Talvez isso ou talvez esteja a ser injusto. Talvez a imundície a que se referia Costa seja apenas reflexo de uma pobreza de pensar contabilístico, precaução de pequeno-burguês premiado com inesperada fortuna e disposto a todas as ofensas para a preservar. Não foi esta igualmente a política nacional dos últimos cinco anos - poupar, poupar, poupar, trocando saúde e investimento produtivo pelo controlo orçamental? Onde, Sampaio, estás, repetindo o protesto de outros tempos de que há vida para além do deficit?

Seremos assim tão diferentes?

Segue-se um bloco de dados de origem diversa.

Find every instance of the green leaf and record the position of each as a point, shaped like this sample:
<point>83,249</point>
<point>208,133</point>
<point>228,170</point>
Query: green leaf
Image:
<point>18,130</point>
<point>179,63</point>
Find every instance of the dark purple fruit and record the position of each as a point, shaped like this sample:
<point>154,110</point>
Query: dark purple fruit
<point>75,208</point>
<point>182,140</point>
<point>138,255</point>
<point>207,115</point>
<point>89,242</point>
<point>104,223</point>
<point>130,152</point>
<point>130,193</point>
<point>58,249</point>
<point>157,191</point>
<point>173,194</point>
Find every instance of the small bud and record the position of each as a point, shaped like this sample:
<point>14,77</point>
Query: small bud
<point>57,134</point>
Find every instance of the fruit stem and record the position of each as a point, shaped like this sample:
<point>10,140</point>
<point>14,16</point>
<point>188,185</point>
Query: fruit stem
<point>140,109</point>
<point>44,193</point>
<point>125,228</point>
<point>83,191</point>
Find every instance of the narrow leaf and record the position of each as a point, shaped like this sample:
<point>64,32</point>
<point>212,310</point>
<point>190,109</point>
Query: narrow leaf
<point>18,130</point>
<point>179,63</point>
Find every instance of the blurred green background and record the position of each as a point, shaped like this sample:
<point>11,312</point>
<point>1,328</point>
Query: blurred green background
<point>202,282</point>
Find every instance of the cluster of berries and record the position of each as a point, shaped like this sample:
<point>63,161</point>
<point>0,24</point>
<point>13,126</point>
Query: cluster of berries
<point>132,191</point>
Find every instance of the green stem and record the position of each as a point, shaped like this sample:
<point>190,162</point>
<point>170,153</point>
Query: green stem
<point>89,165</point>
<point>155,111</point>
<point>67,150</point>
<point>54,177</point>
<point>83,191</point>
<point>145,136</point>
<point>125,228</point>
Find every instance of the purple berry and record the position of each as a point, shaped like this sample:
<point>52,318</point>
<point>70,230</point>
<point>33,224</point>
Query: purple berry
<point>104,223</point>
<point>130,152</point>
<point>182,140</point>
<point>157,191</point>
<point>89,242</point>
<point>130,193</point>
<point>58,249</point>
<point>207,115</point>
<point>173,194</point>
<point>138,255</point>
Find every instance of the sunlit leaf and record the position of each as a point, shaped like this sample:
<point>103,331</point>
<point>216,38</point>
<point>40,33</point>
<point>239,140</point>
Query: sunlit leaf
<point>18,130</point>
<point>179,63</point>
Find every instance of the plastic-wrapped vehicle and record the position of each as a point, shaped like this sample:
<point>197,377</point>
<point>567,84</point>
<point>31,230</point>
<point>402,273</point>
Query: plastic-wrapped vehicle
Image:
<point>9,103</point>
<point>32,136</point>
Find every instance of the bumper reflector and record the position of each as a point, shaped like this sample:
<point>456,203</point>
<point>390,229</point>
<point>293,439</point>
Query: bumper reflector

Não nos alteramos o nosso posicionamento e as nossas atitudes consoante o sofrimento é longínquo ou próximos, alheio ou próprio? Não somos todos internamente cínicos, intolerantes perante a diferença, indiferentes em relação à tolerância?

Esperemos que esta repugnância perante o egoísmo, a ausência de empatia, a erosão dos valores de solidariedade que derivam da crença de igualdade e fraternidade não se evada ela própria quando estes tempos passarem e a fortuna vire. Continuaremos a protestar a nossa fé na moral que defendemos? Reataremos as antigas relações, interrompidas, afectadas pela pressão deste confinamento, pela desconfiança que crescerá em relação ao outro que nos poderá infectar, pelo ressentimento com empregadores, senhorios, banqueiros, governantes que não quiseram - ou não puderam - protelar, adiar, apoiar?

Tenho algumas dúvidas. Ainda estamos no princípio e, com o princípio da distância mínima, nos começamos a afastar, isolar. Já reparaste que as pessoas por estes dias quando próximas preferem não se encarar, optam por desviar os olhos? Somos grandes nas redes sociais, oferecemos serviços, pedimos solidariedade, partilhamos boas intenções mas, na rua, nas filas, nos corredores dos supermercados, transformamo-nos em ilhas, acrescentamos à proibição de contacto físico a ausência de comunicação directa.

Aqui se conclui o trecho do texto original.